Battles are often fought and won at the dinner table and at present, a small war is being waged in a kitchen, in Essex. On one side stands a little boy, mischievous yet cherub-like and with a smattering of freckles across his nose. On the other, stands a man, slightly stout and bald but curiously charismatic nevertheless, and who should really have the last word on all matters in the household. However, no-one ever seems to take him seriously at home.
The main sticking point, or bone of contention, revolves around the humble tomato. A fruit that the man loves and adores, in all its states. Be it raw or cooked. As the centre star or hidden in the background, doing valuable (yet often unrewarded work) in a sauce or stew. He grows tomatoes in his garden. He talks to them. His neighbours have seen him talking to them. And they are clearly worried about him.
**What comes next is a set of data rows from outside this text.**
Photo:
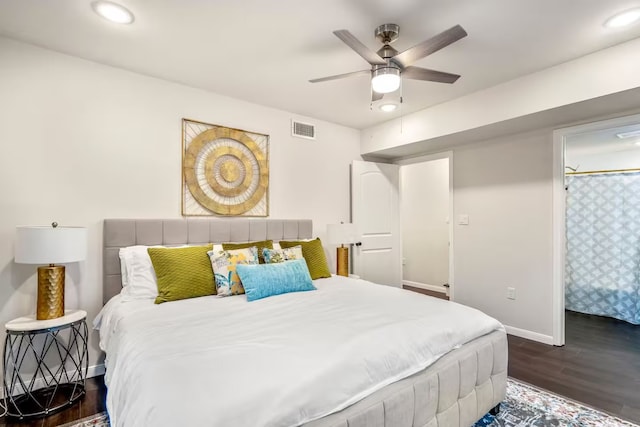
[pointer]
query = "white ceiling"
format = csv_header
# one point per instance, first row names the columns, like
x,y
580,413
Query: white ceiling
x,y
602,142
266,51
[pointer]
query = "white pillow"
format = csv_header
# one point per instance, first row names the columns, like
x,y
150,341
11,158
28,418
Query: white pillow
x,y
139,281
138,276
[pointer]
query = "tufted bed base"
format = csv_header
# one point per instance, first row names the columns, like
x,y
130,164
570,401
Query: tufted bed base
x,y
456,391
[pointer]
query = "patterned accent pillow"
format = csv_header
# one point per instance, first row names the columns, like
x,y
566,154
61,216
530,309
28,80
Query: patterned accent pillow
x,y
258,244
224,269
314,256
274,256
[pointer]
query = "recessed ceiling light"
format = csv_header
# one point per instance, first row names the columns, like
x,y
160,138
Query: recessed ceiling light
x,y
388,107
113,12
630,134
623,19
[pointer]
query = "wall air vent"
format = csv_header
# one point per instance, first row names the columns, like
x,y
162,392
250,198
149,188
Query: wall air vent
x,y
303,130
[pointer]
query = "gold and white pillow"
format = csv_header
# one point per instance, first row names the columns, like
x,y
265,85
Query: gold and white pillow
x,y
224,269
274,256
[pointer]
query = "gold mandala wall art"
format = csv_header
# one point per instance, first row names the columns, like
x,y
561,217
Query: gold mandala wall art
x,y
225,171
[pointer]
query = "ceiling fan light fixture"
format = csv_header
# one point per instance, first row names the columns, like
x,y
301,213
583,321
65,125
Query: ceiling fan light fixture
x,y
623,19
113,12
388,107
385,79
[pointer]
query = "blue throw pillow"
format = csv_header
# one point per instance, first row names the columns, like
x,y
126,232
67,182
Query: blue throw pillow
x,y
265,280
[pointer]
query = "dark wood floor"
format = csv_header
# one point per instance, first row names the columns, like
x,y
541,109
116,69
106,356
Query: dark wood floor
x,y
92,403
599,366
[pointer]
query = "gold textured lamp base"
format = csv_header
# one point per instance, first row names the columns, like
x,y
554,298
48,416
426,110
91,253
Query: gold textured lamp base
x,y
50,303
343,261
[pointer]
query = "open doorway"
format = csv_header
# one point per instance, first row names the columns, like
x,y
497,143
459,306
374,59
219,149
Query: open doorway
x,y
425,210
602,180
597,226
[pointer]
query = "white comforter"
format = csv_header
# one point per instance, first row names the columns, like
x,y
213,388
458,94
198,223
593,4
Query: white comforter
x,y
279,361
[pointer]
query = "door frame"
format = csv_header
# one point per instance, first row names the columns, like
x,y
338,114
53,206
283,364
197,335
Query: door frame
x,y
559,213
427,158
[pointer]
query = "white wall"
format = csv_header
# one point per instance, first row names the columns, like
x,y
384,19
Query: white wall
x,y
81,142
624,159
424,207
505,186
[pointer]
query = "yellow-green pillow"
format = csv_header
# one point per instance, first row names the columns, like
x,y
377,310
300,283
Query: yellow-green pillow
x,y
313,253
182,272
260,245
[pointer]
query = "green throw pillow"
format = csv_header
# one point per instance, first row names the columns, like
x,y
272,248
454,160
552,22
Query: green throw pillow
x,y
182,272
260,245
313,253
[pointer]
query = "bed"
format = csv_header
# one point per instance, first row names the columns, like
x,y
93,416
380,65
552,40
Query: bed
x,y
351,353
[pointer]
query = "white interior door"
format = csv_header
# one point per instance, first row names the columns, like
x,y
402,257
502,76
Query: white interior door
x,y
375,210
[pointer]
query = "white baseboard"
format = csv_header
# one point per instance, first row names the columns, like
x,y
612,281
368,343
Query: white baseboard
x,y
530,335
434,288
96,370
92,371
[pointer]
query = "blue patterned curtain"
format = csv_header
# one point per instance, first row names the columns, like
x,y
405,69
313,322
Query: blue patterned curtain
x,y
603,245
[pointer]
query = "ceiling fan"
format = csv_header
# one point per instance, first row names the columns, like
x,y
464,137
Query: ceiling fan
x,y
388,66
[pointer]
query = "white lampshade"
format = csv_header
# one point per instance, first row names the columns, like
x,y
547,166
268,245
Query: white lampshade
x,y
49,245
341,234
385,80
The boy hates them. Actually no, he doesn’t hate them but he isn’t really fond of them. Hours have been spent, sifting through the complex debris of a dish and one by one they often get plucked out, to be left all forlorn, on the side of the plate. Enquiries are constantly made, to which deceitful answers are given. But he always finds out. ‘Liar, liar, pants on fire.’ On the other hand, tomatoes that have been squished, boiled and drenched with sugar and vinegar to make ketchup, well that is absolutely fine. This makes the man mad.
Small steps are being made though. That tomatoes go into ‘spag bol’ was deemed revolutionary the other day. ‘Really? From those tins?’ A pan of baked eggs, surrounded by a sea of scarlet, and pepped up with chilli and oregano, gets eaten with such gusto these days that the man dares not whisper the T-word. Slow cooked tomatoes though, they have been the real eye opener. Halfway between raw and cooked, they were observed with much suspicion at first but explained as a sort of cousin of raisins, sort of made sense. And raisins are good to eat, by all accounts.
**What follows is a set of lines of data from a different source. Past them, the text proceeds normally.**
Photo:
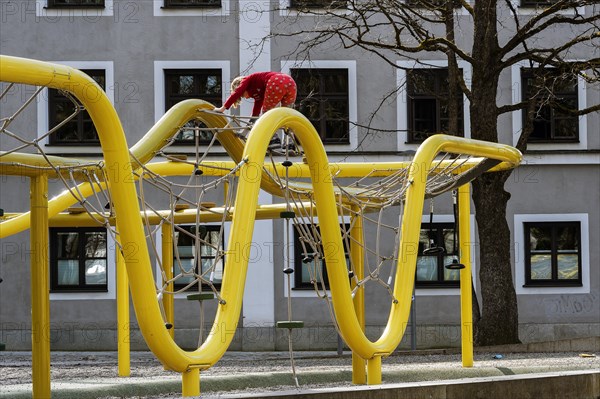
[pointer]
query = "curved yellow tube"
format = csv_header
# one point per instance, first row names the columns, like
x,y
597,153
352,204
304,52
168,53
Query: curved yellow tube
x,y
252,179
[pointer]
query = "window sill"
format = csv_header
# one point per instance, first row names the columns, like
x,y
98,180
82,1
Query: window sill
x,y
191,7
102,291
75,6
553,285
436,286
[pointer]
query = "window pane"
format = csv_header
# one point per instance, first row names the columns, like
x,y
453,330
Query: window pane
x,y
208,250
540,238
336,82
427,269
68,244
449,274
187,265
95,245
217,270
541,267
68,272
449,242
567,238
182,84
568,267
95,272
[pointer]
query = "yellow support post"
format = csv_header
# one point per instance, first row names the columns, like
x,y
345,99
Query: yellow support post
x,y
374,370
190,382
40,294
167,265
123,331
359,372
466,299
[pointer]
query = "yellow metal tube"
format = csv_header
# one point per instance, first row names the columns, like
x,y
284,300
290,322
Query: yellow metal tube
x,y
466,291
40,295
190,383
374,370
252,179
124,328
167,265
357,253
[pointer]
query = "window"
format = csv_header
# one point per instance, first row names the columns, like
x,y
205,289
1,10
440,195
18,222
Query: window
x,y
552,254
428,113
307,268
323,99
432,4
537,3
431,270
79,130
330,4
210,248
192,3
78,260
75,3
552,122
183,84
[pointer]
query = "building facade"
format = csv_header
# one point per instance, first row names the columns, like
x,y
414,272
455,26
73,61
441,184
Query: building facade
x,y
150,54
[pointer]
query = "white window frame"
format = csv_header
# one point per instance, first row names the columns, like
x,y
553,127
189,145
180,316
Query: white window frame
x,y
349,65
517,116
402,98
455,290
527,10
111,275
158,244
519,240
43,115
286,10
55,14
217,11
159,90
299,293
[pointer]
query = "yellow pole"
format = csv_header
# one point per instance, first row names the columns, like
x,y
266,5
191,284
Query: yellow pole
x,y
167,264
374,370
190,382
466,299
359,374
40,295
123,332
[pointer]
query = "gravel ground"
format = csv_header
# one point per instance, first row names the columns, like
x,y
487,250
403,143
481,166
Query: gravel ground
x,y
15,367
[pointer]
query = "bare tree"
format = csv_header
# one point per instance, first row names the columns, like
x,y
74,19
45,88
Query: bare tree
x,y
494,36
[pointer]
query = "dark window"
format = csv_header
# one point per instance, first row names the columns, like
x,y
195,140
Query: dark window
x,y
76,3
307,267
428,111
184,84
431,270
537,3
554,95
78,259
329,4
209,249
323,99
553,254
432,4
80,129
192,3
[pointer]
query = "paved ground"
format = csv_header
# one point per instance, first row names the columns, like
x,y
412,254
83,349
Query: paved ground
x,y
94,374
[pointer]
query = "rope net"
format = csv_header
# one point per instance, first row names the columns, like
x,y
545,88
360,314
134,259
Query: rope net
x,y
198,245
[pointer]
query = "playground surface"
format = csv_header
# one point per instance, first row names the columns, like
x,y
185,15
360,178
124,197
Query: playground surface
x,y
253,374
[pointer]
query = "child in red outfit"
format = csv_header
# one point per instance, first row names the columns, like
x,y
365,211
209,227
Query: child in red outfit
x,y
268,89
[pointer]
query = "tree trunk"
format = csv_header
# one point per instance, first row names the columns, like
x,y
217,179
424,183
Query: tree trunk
x,y
498,322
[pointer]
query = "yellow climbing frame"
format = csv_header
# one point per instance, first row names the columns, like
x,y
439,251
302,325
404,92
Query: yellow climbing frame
x,y
251,155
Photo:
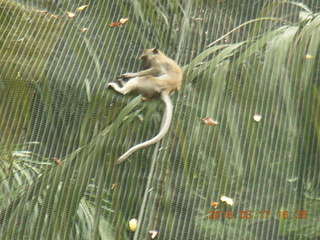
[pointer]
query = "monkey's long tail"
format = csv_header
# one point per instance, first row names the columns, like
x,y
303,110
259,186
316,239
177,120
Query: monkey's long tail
x,y
164,129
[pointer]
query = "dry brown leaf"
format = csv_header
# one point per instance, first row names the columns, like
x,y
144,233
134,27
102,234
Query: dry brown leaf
x,y
209,121
309,56
79,9
123,20
153,234
133,224
114,24
257,117
71,14
214,204
57,160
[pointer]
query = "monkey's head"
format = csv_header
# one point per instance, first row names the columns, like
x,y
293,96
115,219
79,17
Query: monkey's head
x,y
148,56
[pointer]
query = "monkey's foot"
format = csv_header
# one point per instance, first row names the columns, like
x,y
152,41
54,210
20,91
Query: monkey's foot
x,y
127,75
111,85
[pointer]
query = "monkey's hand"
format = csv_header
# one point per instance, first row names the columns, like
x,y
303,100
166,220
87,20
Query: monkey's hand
x,y
127,75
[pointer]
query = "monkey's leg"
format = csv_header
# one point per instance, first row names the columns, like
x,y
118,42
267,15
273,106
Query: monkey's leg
x,y
128,86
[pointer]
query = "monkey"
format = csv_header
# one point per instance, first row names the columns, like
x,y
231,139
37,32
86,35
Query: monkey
x,y
161,76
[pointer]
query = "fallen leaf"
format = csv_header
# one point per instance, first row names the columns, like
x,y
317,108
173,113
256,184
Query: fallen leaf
x,y
79,9
133,224
228,200
309,56
71,14
153,233
53,16
57,160
214,204
257,117
123,20
209,121
114,24
43,11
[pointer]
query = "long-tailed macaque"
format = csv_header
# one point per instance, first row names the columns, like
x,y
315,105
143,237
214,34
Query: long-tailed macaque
x,y
161,76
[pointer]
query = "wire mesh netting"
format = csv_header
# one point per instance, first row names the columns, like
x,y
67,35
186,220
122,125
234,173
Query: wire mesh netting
x,y
241,159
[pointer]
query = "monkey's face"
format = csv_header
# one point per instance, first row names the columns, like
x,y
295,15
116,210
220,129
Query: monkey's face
x,y
148,55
Sat on a purée of earthy yellow split peas, a traditional dish often found in Greek tavernas (called fava) and paired with tangy slices of caramelised red onion, contrasting salty capers and parsley, the sweet roast tomato works in perfect harmony. Being able to scoff and slurp using warm flatbreads suddenly makes everything fun too.
‘I love this Dad and the tomatoes too, it all tastes really good together.’
‘Well, that’s agra-dolce for you son.’
‘Agra-dolce? What, that’s the name of the tomatoes?’
‘Oh no, these ones are called piccolo.’
So despite that initial confusion, the tomato war looks to be nearly over and peacetime in an Essex kitchen should be achieved real soon.